I've thought about this a great deal as of late, this being "fat" thing. And let me just preface this by saying that no, I don't think I'm less valuable as a person because I'm overweight (or "obese" by half of one BMI point, as my Wii Balance Board tells me not-so-apologetically each morning); I don't hate me because I'm overweight, none of that. This is just about being the actual state of "fat". Bear with me.
As it says in my profile, I used to be skinny. Not that I ever was smart enough to have enjoyed being skinny; I constantly plagued myself with the idea that I was "fat", with my 28-inch waist and my 127 pounds on the scale. Meanwhile I was a SMOKING size 6-8, with a rack that could stop traffic, and a tight little butt that was attached to legs of which I should have been pretty darn proud. If Current Me could go back in time and share some facts with New Hotness Me, oh the things I would share with her. (First and foremost I would tell her and my friend Back-Then E to stop the joking about how "if I ever weigh 185 pounds I hope someone harpoons my huge whale ass". SO funny back then, as E can attest to...not so funny when it actually happened and there was no harpoon in sight.)
I am not skinny, frankly, anymore. Again, don't hate myself, don't loathe who I am, just don't enjoy being this overweight. Can I still fit on bus seats? Sure. Can I sit in a theatre seat without the armrests digging into my hips? No sweat. But that doesn't mean I'm at a healthy weight or that I feel comfortable with the body I currently have to show to the world.
And here's why. (This will sound like vanity, and frankly I don't really give a rat's ass.)
People who knew me back then know that I was thin and (mostly) pretty fit. People I meet now just see a pudgy girl.
I think I would rather face people who've known me since "the good old days", who may very well behind my back say "Damn, Cathy porked up, didn't she?", but who at least recognize that I wasn't always this way.
I want to wear a sign on my forehead...maybe even wear a sandwich board...whatever, something that does well to make sure that everyone knows I wasn't always the portly middle-aged mom they see before them.
I used to be 100% stretch mark-free. I used to wear string bikinis - and stop traffic at the lake. I used to have cleavage that was no joke, a body that loved fitted clothes and gave a nice silouhette in moonlight. There are folks out there who know that (some better than others - thank god my husband is one of them!) and who, when they think of me, possibly see the not-so-chubbo version of me.

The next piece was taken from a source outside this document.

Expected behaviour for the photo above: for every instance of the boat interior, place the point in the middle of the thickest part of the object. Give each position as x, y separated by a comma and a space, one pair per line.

I'm not even sure why I worry about the new folks in my life (who've never known me when my jean size only had one number in it), because nearly all of the friends I've gained since my "expansion" are some of the truest, most genuine, non-judgemental people on the planet. I do not have any delusions that any of them think less of me than they would if I was a size 8. So I know it's all in my head. It's intirely about me, and not at all about anyone else. My issue, my care, my concern. Check-aroonie-in-a-bananica.
But that doesn't make me like feeling like "The Fat Girl" any better.
I know I'll find a way to get there again. I haven't figured out a way, as of yet, to consistently do what I need to do, to combat my age, my damaged metabolism, and my love of all foods nasty. But I will. Don't you worry about that.